METHODS: Fifty-six patients (descending thoracic, 25; thoracoabdominal, 31) were monitored intraoperatively with both motor- (MEP) and somatosensory- (SSEP) evoked potentials. MEPs were elicited with transcranial electrical stimulation and recorded from the spinal epidural space (D wave) or peripheral muscles (myogenic MEP). SSEPs were obtained with median and tibial nerve stimulation.
RESULTS: A total of 16 patients (28.6%) showed MEP evidence of spinal cord ischemia, only 4 of whom had delayed congruent SSEP changes.

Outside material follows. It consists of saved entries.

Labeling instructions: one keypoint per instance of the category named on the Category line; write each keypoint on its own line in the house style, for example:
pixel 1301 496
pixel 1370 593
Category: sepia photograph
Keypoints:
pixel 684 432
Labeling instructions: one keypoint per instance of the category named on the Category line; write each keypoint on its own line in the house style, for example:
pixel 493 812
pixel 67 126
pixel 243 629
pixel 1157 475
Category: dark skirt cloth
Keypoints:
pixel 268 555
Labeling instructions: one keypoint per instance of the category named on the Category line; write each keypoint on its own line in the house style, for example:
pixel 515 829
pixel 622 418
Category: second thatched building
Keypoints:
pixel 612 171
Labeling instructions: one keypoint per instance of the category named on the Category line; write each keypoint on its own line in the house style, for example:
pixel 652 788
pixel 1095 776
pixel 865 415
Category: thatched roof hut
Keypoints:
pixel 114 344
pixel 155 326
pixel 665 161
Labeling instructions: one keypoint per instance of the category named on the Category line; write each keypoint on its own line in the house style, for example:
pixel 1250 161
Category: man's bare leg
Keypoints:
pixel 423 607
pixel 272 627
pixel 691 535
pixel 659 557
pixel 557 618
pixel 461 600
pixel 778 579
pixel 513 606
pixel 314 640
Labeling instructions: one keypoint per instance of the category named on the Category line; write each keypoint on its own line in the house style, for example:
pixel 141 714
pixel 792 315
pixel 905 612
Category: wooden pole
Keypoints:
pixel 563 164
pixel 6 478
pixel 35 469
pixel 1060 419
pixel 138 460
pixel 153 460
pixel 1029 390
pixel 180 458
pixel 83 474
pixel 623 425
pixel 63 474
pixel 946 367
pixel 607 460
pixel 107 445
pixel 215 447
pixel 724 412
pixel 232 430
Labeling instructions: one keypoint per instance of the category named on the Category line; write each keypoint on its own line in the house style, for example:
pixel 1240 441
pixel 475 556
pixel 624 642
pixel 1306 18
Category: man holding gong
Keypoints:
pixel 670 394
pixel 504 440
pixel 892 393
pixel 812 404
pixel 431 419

In 13 patients (23.2%), ischemic changes in MEPs were reversed by reimplanting segmental arteries or increasing blood flow or blood pressure. None of these 13 patients suffered acute paraplegia regardless of the status of SSEP at the end of the procedure, but 1 of them developed delayed postoperative paraplegia after multisystem failure. Three patients (5.4%) who had persistent loss of MEPs despite of recovery of SSEPs awoke paraplegic.
CONCLUSIONS: The results demonstrate that compared with SSEP, MEP, especially myogenic MEP, is more sensitive and specific in detection of spinal cord ischemia, and that intraoperative monitoring can indeed help prevent paraplegia.